Y luego estaba él. Le habían puesto su etiqueta en los últimos tiempos: Liam era el seductor, el chico guapo que iba por la vida con más amigos y admiradoras de los que podía contar. Aunque siempre había creído que sus habilidades sociales eran corrientes, la gente se sentía atraída hacia él. Desde pequeño, había aprendido a engatusar a los demás. Les leía el pensamiento y comprendía exactamente lo que querían de él. Y si tenía que darles algo a cambio, les daba lo que querían. A veces no era más que una sonrisa, un halago o unas simples palabras de ánimo.
Y quizá por eso fuera tan buen fotógrafo: le bastaba mirar a través de la cámara para ver la historia que se escondía detrás de las personas a las que fotografiaba: todos sus temores, dudas y conflictos. Sabía lo que el público quería ver en una fotografía y se lo daba. Por desgracia, los directores del Globe consideraban su trabajo demasiado artístico para un periódico.

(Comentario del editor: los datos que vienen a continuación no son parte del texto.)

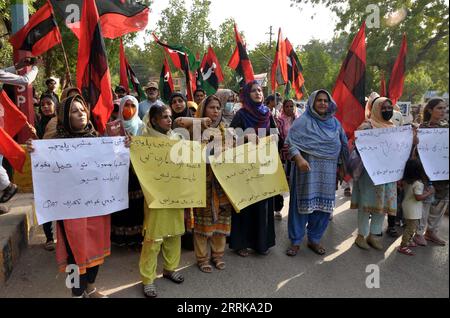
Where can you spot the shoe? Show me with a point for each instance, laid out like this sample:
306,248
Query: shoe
8,193
150,291
434,238
3,209
93,293
420,240
347,192
406,250
374,242
49,246
175,277
361,242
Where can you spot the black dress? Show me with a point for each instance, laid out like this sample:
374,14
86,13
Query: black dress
254,226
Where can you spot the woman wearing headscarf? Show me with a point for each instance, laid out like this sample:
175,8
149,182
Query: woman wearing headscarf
316,140
163,228
47,111
212,224
52,124
433,211
372,201
84,242
227,99
253,227
126,225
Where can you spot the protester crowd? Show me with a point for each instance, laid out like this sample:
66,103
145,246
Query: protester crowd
313,148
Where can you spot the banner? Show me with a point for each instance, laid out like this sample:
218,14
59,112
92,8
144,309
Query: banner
166,183
384,152
250,173
80,177
433,152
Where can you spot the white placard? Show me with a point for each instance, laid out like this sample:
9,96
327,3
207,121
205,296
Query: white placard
77,178
384,152
433,152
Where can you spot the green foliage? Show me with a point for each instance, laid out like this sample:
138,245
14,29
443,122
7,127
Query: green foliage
425,24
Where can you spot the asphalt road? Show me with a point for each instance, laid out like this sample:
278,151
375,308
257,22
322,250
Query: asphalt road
339,273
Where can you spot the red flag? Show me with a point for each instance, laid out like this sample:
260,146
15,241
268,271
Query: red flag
240,61
11,118
117,17
295,69
165,82
210,72
40,34
397,78
279,64
93,78
11,151
123,67
383,85
349,90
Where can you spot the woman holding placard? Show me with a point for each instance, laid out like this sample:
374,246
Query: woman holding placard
372,201
84,242
433,212
316,141
162,227
212,224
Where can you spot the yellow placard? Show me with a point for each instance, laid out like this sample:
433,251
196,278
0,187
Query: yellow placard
167,183
250,173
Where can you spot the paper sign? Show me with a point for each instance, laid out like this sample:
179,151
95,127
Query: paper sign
384,152
77,178
255,173
165,183
433,152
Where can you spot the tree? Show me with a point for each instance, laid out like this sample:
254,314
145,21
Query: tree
425,23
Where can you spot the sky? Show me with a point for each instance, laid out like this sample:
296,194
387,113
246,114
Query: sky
254,18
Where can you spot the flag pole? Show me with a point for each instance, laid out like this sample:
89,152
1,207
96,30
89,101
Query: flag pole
62,44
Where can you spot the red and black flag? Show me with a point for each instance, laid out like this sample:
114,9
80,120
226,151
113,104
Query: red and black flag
11,122
183,60
383,85
128,78
349,90
117,17
294,71
397,78
279,74
93,78
166,82
210,72
40,34
240,61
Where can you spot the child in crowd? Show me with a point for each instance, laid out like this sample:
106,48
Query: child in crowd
412,204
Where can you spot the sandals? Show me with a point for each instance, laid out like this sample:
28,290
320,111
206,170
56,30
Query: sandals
175,277
150,291
406,250
49,246
293,250
316,248
243,252
392,232
433,238
94,294
8,193
219,264
205,267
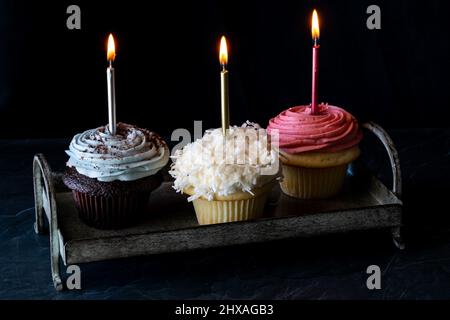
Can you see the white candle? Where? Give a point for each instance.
(223, 58)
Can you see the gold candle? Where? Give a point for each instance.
(223, 57)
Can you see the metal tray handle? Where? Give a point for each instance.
(45, 203)
(384, 137)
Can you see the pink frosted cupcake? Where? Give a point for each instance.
(315, 150)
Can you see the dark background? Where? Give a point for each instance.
(53, 82)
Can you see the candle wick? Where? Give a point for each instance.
(316, 41)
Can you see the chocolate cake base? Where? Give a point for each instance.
(110, 205)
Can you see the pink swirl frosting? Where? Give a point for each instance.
(332, 129)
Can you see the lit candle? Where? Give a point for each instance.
(315, 70)
(110, 79)
(223, 58)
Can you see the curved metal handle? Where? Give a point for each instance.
(45, 204)
(384, 137)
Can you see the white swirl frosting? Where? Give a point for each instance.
(213, 165)
(131, 154)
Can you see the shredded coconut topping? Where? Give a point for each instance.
(216, 165)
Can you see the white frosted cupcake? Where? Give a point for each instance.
(228, 179)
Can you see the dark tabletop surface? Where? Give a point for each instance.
(330, 267)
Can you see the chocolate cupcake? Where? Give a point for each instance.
(112, 176)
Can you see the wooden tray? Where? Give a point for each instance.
(365, 203)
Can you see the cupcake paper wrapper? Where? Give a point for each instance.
(111, 212)
(223, 211)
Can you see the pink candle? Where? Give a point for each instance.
(315, 69)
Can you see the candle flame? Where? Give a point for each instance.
(315, 30)
(223, 54)
(111, 55)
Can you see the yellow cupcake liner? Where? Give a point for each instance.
(236, 207)
(313, 183)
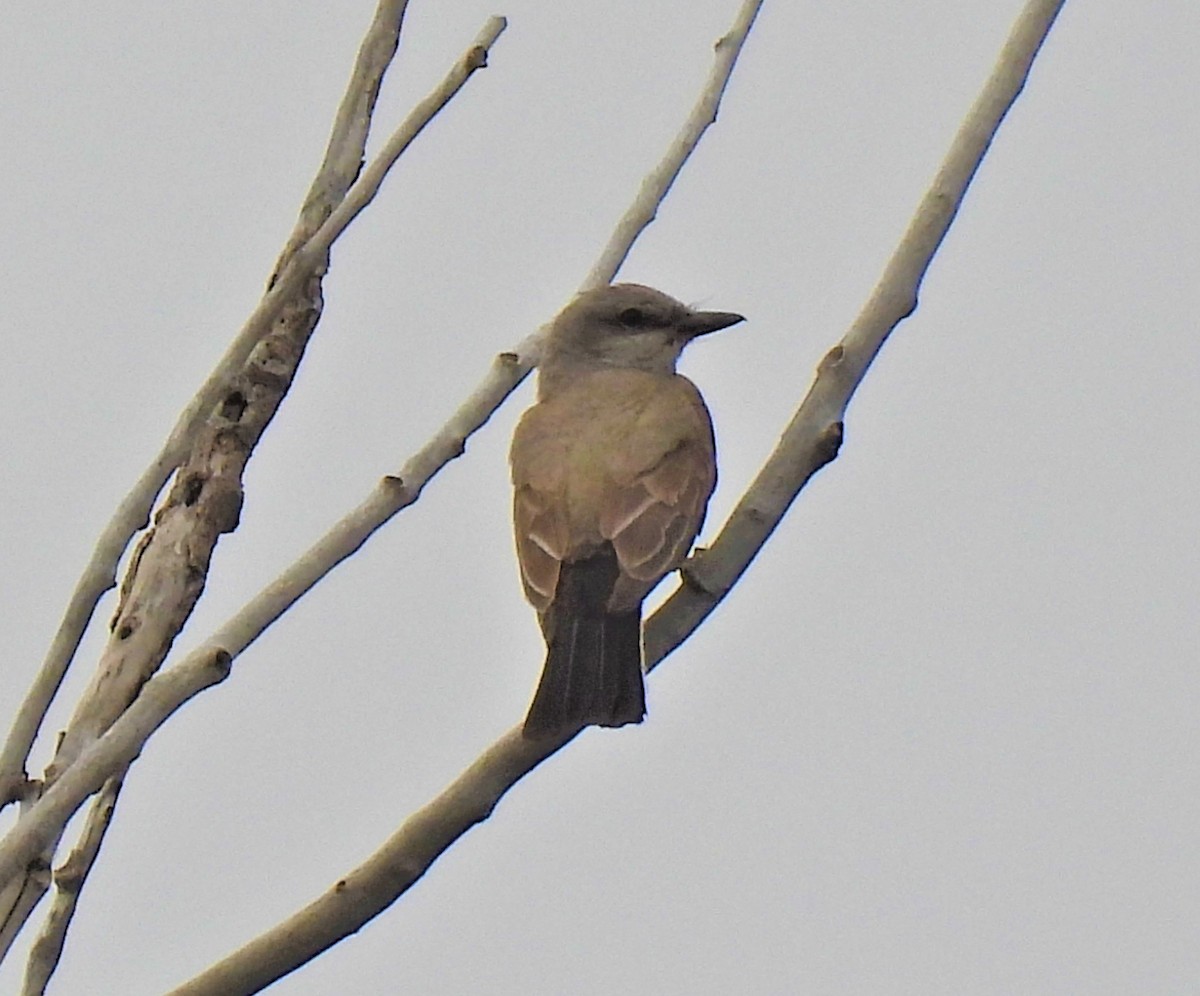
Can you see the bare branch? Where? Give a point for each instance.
(69, 881)
(171, 564)
(810, 441)
(339, 171)
(654, 187)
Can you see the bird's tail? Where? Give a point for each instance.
(593, 672)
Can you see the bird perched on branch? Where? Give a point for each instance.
(612, 471)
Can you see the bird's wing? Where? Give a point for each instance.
(539, 510)
(641, 481)
(659, 491)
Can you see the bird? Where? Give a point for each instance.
(612, 468)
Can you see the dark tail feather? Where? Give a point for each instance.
(593, 672)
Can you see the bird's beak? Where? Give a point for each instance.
(701, 323)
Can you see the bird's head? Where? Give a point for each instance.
(628, 325)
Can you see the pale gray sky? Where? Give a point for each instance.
(941, 739)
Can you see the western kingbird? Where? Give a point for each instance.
(612, 469)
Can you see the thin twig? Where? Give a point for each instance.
(69, 882)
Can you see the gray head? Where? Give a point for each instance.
(629, 325)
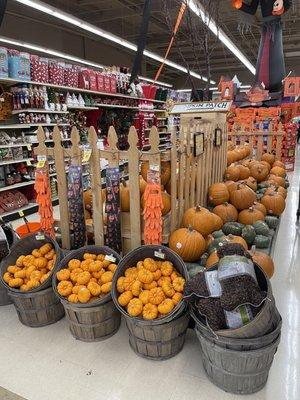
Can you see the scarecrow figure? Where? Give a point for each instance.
(270, 68)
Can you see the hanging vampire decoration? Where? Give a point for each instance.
(270, 68)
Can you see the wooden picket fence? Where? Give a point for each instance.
(259, 140)
(190, 176)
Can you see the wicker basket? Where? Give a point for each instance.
(25, 246)
(92, 321)
(37, 309)
(163, 337)
(239, 372)
(263, 323)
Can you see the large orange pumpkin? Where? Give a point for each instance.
(231, 185)
(227, 212)
(274, 203)
(279, 164)
(264, 261)
(278, 172)
(232, 173)
(218, 194)
(188, 244)
(165, 172)
(259, 172)
(277, 180)
(260, 207)
(244, 172)
(200, 219)
(250, 216)
(269, 158)
(243, 197)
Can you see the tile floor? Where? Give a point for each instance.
(48, 364)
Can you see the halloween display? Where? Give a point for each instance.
(76, 206)
(270, 68)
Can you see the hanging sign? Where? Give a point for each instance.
(209, 106)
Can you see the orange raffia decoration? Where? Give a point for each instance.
(44, 201)
(153, 214)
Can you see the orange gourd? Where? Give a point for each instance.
(218, 194)
(200, 219)
(166, 306)
(227, 212)
(250, 216)
(188, 244)
(135, 307)
(156, 296)
(150, 311)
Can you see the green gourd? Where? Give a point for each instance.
(218, 234)
(249, 234)
(232, 228)
(262, 242)
(272, 221)
(261, 228)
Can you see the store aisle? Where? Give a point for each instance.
(48, 364)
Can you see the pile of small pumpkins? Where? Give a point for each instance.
(31, 270)
(151, 289)
(244, 209)
(125, 191)
(84, 281)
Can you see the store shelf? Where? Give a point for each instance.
(11, 82)
(15, 161)
(116, 106)
(27, 126)
(38, 111)
(82, 108)
(16, 186)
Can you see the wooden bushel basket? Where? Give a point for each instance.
(94, 321)
(164, 337)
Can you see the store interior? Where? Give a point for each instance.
(149, 199)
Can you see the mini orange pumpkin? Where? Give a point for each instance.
(63, 275)
(94, 288)
(145, 276)
(125, 298)
(64, 288)
(156, 296)
(106, 287)
(84, 295)
(166, 306)
(144, 296)
(135, 307)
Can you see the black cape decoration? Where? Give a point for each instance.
(270, 67)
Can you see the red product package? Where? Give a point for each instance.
(56, 72)
(113, 84)
(100, 82)
(84, 79)
(71, 75)
(93, 80)
(106, 83)
(39, 69)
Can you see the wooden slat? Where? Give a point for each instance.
(95, 169)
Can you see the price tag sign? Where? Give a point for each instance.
(86, 154)
(159, 254)
(110, 258)
(41, 161)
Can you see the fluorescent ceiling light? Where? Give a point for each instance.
(198, 9)
(54, 12)
(65, 56)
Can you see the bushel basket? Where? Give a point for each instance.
(163, 337)
(93, 321)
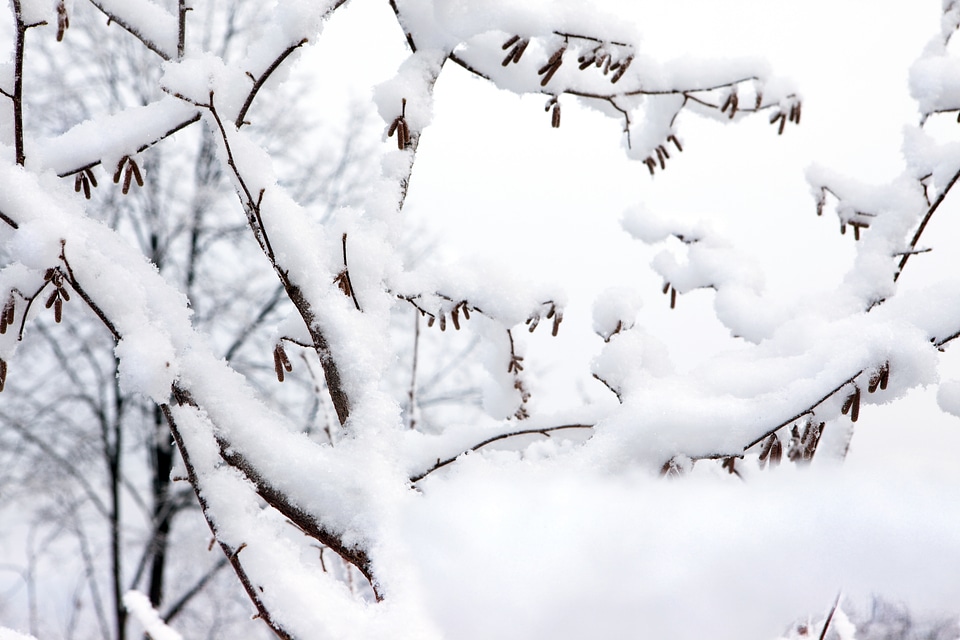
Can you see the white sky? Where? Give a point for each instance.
(493, 179)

– Quiero fotos de prensa -le decía su jefe-, no una maldita obra de arte.
– ¿Y cuánto dinero es eso? -preguntó Liam volviendo a la realidad.
– Estamos trabajando para un banco -contestó Sean-. La junta directiva ha descubierto un agujero de un cuarto de millón de dólares. Creen que se trata de un caso de malversación de un par de empleados. Agarraron el dinero y se largaron. Después de localizar a uno de ellos en Boston, me llamaron. Si encontramos el dinero, nos llevamos el diez por ciento.
Liam pestañeó asombrado. Dividido entre dos, ¡eran más de doce mil dólares! Era más de lo que ganaba en un año como fotógrafo.
– ¿Por qué no llaman directamente a la policía?
– Cuestión de imagen. Centran sus campañas de publicidad en la seguridad y les perjudicaría reconocer que los han engañado.
– Está bien. Me apunto. ¿Qué estamos buscando?
– Vive ahí -dijo Sean tras retirar las cortinas apolilladas, apuntando hacia una ventana de enfrente.
– ¿Quién? -preguntó Liam. Cuando Sean le entregó la foto de una mujer, la ladeó hacia la luz procedente de una farola de la calle. Tenía un aspecto muy normal, tenía gafas, llevaba el pelo recogido hacia atrás, una camisa muy formal y un pañuelo enrollado al cuello con arte-. Se parece a mi profesora de tercero, la señorita Pruitt.
– Eleanor Thorpe, veintiséis años, licenciada con honores en Harvard, Empresariales. Entró de contable en el Banco Intertel de Manhattan nada más licenciarse. Una empleada ejemplar. Hace mes y medio dimitió sin dar explicaciones y vino a Boston. Está buscando otro trabajo en el mismo sector. Llamó a Intertel para pedir una carta de recomendación.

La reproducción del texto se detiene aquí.